The environmental plaintiffs, however, argued that the withdrawal was illegal and inconsistent with the ESA and the Administrative Procedure Act because it relied on voluntary conservation plans that were uncertain to be implemented and effective. The brief filed by IPAA and its coalition explained how these voluntary measures imparted meaningful protections to the DSL and its habitat. We explained in great detail how these voluntary conservation programs were both comprehensive and structured to provide measurable benefits to the DSL and its habitat. Finally, IPAA’s brief explained why it was entirely proper for FWS to work with private landowners and the states in furtherance of conservation. Listing under the ESA is not the only means of protecting species – and in many ways it is a very poor way of protecting species, given that the majority of the conservation funds that would generally be provided to protect a species listed under the ESA are unfortunately diverted to defending lawsuits from the environmental plaintiffs. Industry’s conservation efforts on the DSL were effective and provided a high-profile example that working with states and industry can benefit conservation far better than command-and-control regulation through the ESA.
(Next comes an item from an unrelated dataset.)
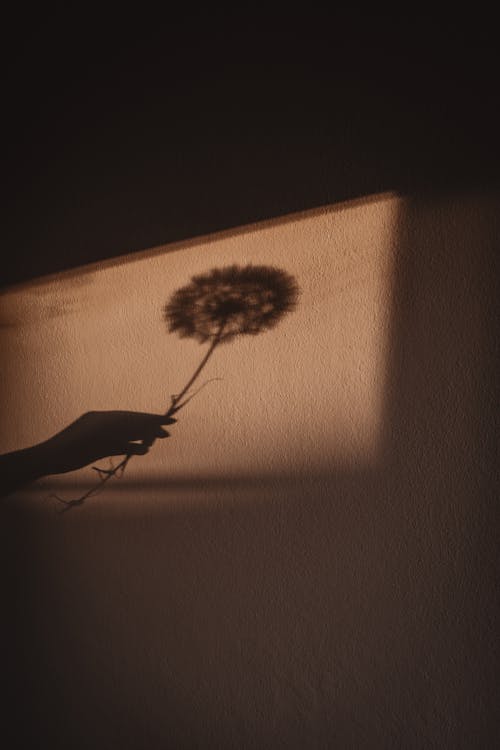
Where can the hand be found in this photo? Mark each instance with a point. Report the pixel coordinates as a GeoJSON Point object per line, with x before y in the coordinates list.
{"type": "Point", "coordinates": [99, 434]}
The environmental plaintiffs are understandably worried when the FWS allows effective alternatives to the statute that the plaintiffs have so effectively used to constrain development, but their concern is more about their own loss of leverage – not conservation. IPAA appropriately informed the court that FWS has ample discretion to consider industry’s voluntary efforts and, given the state of conservation and conservation budgets, the court should allow such discretion and encourage such efforts. This is an important fight – not just for the DSL, but for the future of voluntary conservation programs.
The environmental plaintiffs reply is due May 5, 2014. IPAA’s reply is due May 29, 2014.